Bowles Rice is pleased to announce a recent Ohio decision in which landowners were trying to challenge old leases and, specifically in this case, test the implied covenant to reasonably develop the strata below those formations currently producing.  The Court held in favor of the leasehold owners, who owned the "deep rights" and were represented by Bowles Rice lawyers Robert Bays and Bret McNab.


In an action seeking declaratory judgment as to the leasehold rights for those formations below the Germantown Sand Formation (the "deep rights"), an Ohio court ruled that there was no breach of the implied covenant to reasonably develop or abandonment of the "deep rights" when production is found in "paying quantities" on those formations located above the Germantown Sand Formation (the "shallow rights").

The issue raised before the Court of Common Pleas in Washington County, Ohio, was whether shallow well production was sufficient to meet the implied covenant to reasonably develop by the leasehold owner of those "deep rights," where the secondary term of the leases was for "as much longer as oil or gas is found in paying quantities thereon."  Plaintiffs Gary D. Marshall et al. claimed that they were entitled to forfeiture of the "deep rights" for failure to develop or by abandonment.

Specifically, Plaintiffs own real property in Liberty Township, Washington County, Ohio, totaling 99 acres. The tracts are subject to two oil and gas leases, dated 1901 and 1903, currently held by the production of 15 wells in "paying quantities" by Sandbar Oil & Gas Company from the surface to the bottom of the Germantown Sand (approximately 1200 feet).

Judge Randall G. Burnworth granted summary judgment to Defendant Baron Kidd and heirs, ruling "none of the parties in the early 1900s could have foreseen the current development of shale.  The reservation of the 'deep rights' by the assignors in the 1960s was indeed fortuitous to the heirs. Until the Ohio Supreme Court rules otherwise, parties in this situation will be bound by the terms of agreements made by their predecessors."

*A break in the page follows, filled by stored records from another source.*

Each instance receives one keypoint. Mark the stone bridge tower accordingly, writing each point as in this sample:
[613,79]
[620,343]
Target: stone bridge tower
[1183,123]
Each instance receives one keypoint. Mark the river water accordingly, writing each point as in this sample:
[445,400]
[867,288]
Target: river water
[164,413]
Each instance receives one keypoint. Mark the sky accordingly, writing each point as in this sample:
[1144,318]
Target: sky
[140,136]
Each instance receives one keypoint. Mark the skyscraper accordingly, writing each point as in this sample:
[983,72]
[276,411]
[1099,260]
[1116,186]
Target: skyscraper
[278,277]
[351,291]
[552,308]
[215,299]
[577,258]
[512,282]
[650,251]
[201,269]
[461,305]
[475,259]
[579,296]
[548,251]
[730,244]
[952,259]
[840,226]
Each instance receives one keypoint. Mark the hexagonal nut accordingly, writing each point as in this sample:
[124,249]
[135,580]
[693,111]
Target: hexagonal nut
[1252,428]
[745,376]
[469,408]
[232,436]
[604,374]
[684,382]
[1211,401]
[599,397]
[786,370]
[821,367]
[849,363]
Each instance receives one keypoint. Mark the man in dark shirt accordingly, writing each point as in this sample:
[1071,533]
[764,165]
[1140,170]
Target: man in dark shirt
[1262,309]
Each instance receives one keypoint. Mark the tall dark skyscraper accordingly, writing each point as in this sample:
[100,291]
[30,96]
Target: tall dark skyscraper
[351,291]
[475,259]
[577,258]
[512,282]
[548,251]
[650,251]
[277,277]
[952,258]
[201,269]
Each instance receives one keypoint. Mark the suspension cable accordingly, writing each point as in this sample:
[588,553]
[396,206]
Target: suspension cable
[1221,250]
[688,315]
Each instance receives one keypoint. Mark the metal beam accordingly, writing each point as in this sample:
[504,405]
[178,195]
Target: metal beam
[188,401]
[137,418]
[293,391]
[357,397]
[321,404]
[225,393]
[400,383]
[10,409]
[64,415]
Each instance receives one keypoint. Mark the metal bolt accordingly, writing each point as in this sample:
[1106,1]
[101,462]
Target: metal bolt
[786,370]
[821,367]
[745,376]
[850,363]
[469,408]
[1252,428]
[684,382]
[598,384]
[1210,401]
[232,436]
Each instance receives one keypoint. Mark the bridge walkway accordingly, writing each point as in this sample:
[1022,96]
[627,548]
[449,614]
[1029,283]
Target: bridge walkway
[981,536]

"The Court finds that reasonable minds could come to but one conclusion and that is that the original leases are still valid and in full force and effect as to all depths and all formations," Burnworth said.

The ruling marks a significant victory for oil and gas producers against landowners seeking to terminate those portions of oil and gas leases covering the "deep rights" because of an alleged breach of the implied covenant to reasonably develop or abandonment of the "deep rights" when only "shallow rights" are currently being produced.